# 2Z x 3Z x 5Z x ... is NOT countable ?

Discussion in 'Undergraduate Math' started by Herb, Jun 26, 2004.

1. ### HerbGuest

Hi,

I wonder how to prove 2Z x 3Z x 5Z x ...(The direct product of Z's
prime proper subgroups) is NOT countable.

Thanks for any help~

Herb, Jun 26, 2004

2. ### William ElliotGuest

You know B = 2Z x 2Z x 2Z x ... is uncountable because
|B| = 2^N = number of subsets of the integers

Another way to see this is to map B onto all the binary numbers
in [0,1]. Your ring is even larger because 3Z has more elements
than 2Z, 5Z has more elements than 2Z, etc.

William Elliot, Jun 26, 2004

3. ### Abraham BuckinghamGuest

Represent each element of this group as an ordered sequence and
diagonalize? Since the order of each prime group in the product
increases and you can find and each group has order greater then one
you should be able to construct and unlistable element.

Abraham Buckingham, Jul 1, 2004
4. ### VirgilGuest

Isn't pZ, for any prime p, isomorphic to Z as an additive Abelian group?

If so, then 2Z x 3Z x 5Z x ... is isomorphic to Z x Z x Z x ... which
is, in turn, isomprphic to Z^Z, the set of all functions from Z to Z

Virgil, Jul 1, 2004
5. ### Abraham BuckinghamGuest

If I'm intepreting the question correctly (I'm not clear on what prime
proper subgroup means) then pZ is a finite group of order p which
means the groups are cyclic, and therefore isomorphic to an additive
Abelian group. If it means the group generated by the powers of p it
would still be isomorphic to an infinite additive Abelian group - so
either way I think you're right. As for the rest of your comments I'm
really not sure - could you describe the isomorphism fomr 2Z x 3Z x 5Z
x.... to Z x Z x Z x.... for me? Could you also explain what is ment
by the pointwise addition from Z to Z as well? I understand what is
ment by the set of all functions from Z to Z. All of my knowledge of
group theory comes from 'Elements of Abstract Algebra' by Allan Clark
and I must admit I'm not very strong on the matieral at this point.
Does diagonalizing fail for some reason that I'm overlooking?

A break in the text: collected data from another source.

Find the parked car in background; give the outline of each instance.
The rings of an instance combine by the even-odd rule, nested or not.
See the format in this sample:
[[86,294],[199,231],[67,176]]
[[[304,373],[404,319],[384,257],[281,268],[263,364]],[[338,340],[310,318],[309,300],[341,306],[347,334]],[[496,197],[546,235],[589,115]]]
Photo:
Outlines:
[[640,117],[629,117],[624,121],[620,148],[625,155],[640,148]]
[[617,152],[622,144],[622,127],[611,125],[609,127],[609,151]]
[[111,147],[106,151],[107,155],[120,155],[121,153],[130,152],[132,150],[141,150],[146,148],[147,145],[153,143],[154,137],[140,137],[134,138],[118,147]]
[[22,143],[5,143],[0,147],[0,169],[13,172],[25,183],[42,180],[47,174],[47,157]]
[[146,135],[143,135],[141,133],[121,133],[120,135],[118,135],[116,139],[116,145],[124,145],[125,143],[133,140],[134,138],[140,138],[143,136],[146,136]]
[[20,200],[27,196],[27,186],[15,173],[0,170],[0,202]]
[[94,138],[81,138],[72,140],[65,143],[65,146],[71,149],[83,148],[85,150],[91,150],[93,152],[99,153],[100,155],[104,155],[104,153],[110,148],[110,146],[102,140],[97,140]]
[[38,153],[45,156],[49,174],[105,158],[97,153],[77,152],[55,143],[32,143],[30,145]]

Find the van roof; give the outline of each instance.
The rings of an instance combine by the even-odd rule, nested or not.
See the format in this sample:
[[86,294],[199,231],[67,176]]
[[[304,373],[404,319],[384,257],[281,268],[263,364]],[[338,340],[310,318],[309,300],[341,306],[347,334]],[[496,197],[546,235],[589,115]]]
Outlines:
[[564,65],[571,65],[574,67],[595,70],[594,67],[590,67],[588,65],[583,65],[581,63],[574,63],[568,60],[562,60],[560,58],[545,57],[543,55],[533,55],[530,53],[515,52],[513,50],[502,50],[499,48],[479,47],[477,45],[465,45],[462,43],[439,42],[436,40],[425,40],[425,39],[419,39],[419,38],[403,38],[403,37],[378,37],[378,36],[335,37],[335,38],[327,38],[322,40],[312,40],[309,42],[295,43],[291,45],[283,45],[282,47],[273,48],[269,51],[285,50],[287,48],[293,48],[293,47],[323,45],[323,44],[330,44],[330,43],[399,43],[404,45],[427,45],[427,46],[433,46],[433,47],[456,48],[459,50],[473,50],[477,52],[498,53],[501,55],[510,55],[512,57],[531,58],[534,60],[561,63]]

Abraham Buckingham, Jul 1, 2004
6. ### Brian M. ScottGuest

On 1 Jul 2004 13:41:10 -0700 (Abraham
Buckingham) wrote in

Brian M. Scott, Jul 1, 2004
7. ### VirgilGuest

I was under the impression that pZ is the (infinite) set of all integers
multiples of p, and that Z/p or Z/pZ, or something like that, is the
(finite) set of residue classes mod p.

However, for the desired proof, it is only necessary that each "factor"
in the infinite product contain at least two members to be able to
construct an analogue of Cantor's "diagonal" proof showing
uncountability (any countable "list" of members of the direct product
must be incomplete, because we can construct, a la Cantor, an element of
the direct product not in it).

Virgil, Jul 2, 2004
8. ### Abraham BuckinghamGuest

Ah thank you So this is a group under regular addition since pm + pn =
p(m+n) and the isomorphism becomes obvious. Thanks for your help.

Abraham Buckingham, Jul 3, 2004